Some people eh, especially as we are not loud or obnoxious or anything like that, quite the opposite in fact and my mate did go and apologise to him.
Butter was very much in the wrong and definitely should not of wee'd in the stream, but it wasn't like he was pissing up his front door or like we hurled abuse at him or something.

Totally out of order, over the top and down right unfriendly. Grrr

Oh well, the search for a new local is now on!

Anyone else been banned from anywhere?

[* His last name is Butterfield; the nickname has stuck from school and he hates it, LOL]

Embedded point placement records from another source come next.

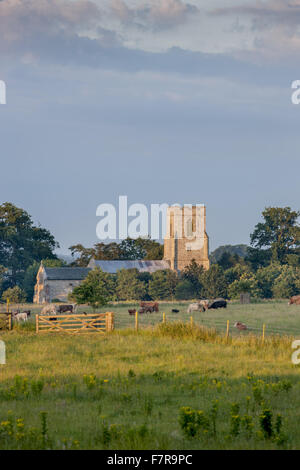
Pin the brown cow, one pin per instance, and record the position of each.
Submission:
(240, 326)
(154, 305)
(295, 300)
(66, 308)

Today, I'm Most Angry About: Putting half a bag of gone-off cement into my wheelie bin and it landed on a bin bag containing last weekend's curry scraps, which ruptures and covers me in a fine spray of Lamb Rogan Josh! Grrr.. Oh boy did it ming. :[
Grrr-O-Meter Rating: 3/10

Sunday, 30 July 2006

My Next Career...

...Is doubtful to be a tree surgeon!

Sister#1 has had a couple of tree surgeons round to prune the rather large walnut tree in her drive as it desperately needed attention and had reached a massive height.

It was INCREDIBLE to watch this little Welsh guy shin up a tree with just one rope and hang from it's tops, several stories up with chainsaw in hand, and then lop bits off, putting his life in the hands of a dodgy looking branch at the top.

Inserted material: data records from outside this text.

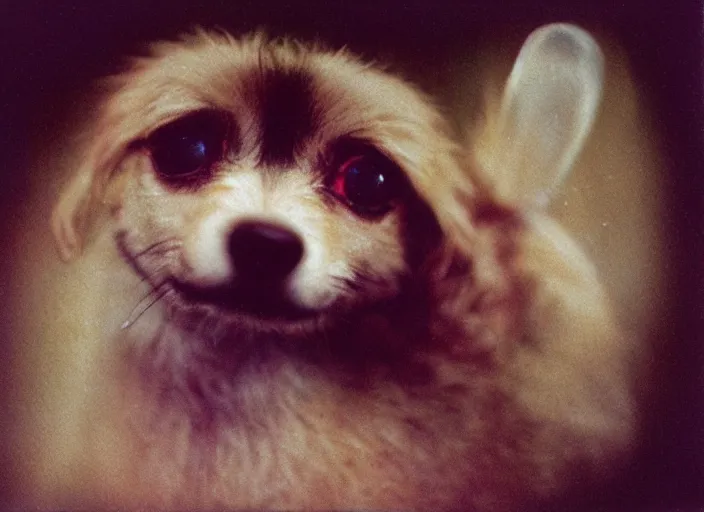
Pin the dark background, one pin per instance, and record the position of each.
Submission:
(49, 51)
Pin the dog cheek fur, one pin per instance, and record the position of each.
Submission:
(511, 385)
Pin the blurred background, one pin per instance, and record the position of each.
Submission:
(634, 201)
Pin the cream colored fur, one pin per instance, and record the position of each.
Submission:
(522, 392)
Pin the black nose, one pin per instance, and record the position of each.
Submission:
(263, 253)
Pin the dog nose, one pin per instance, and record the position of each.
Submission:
(264, 253)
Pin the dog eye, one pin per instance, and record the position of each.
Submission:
(189, 145)
(369, 184)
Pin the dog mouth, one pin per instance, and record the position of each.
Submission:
(264, 301)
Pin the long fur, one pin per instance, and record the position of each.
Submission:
(498, 378)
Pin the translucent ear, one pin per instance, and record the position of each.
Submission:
(546, 112)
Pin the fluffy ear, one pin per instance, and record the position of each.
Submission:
(546, 112)
(69, 220)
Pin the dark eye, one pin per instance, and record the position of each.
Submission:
(189, 145)
(369, 184)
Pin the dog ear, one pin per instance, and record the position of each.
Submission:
(548, 106)
(70, 218)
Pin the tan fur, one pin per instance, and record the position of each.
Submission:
(520, 391)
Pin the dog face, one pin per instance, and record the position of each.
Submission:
(292, 194)
(269, 184)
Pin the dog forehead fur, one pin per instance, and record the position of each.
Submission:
(506, 410)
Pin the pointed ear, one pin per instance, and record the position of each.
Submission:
(70, 218)
(549, 103)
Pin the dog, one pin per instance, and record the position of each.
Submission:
(293, 286)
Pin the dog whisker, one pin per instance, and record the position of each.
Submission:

The extremities to which he would walk out onto were fascinating and then bend in the branches, even more so, but it's his job and he obviously knows what he's doing.

So, except from slight vertigo and a fear of falling to my death, the chances of me becoming a tree surgeon* is highly unlikely. (Although I would like to wear all the belts, carabineers and ropes etc. There's something about climbing gadgetry that does it for me, in more ways than one) ;]

This thought was then reinforced later, when I started pruning a conifer at the top of my sister#1's drive and managed to skilfully cut through the cable of the hedge trimmer... Grrr, nowt a bit of gaffa tape doesn't solve, although I'm sure it's no longer safe or CE compliant! Ooops, rewiring or good connector is needed.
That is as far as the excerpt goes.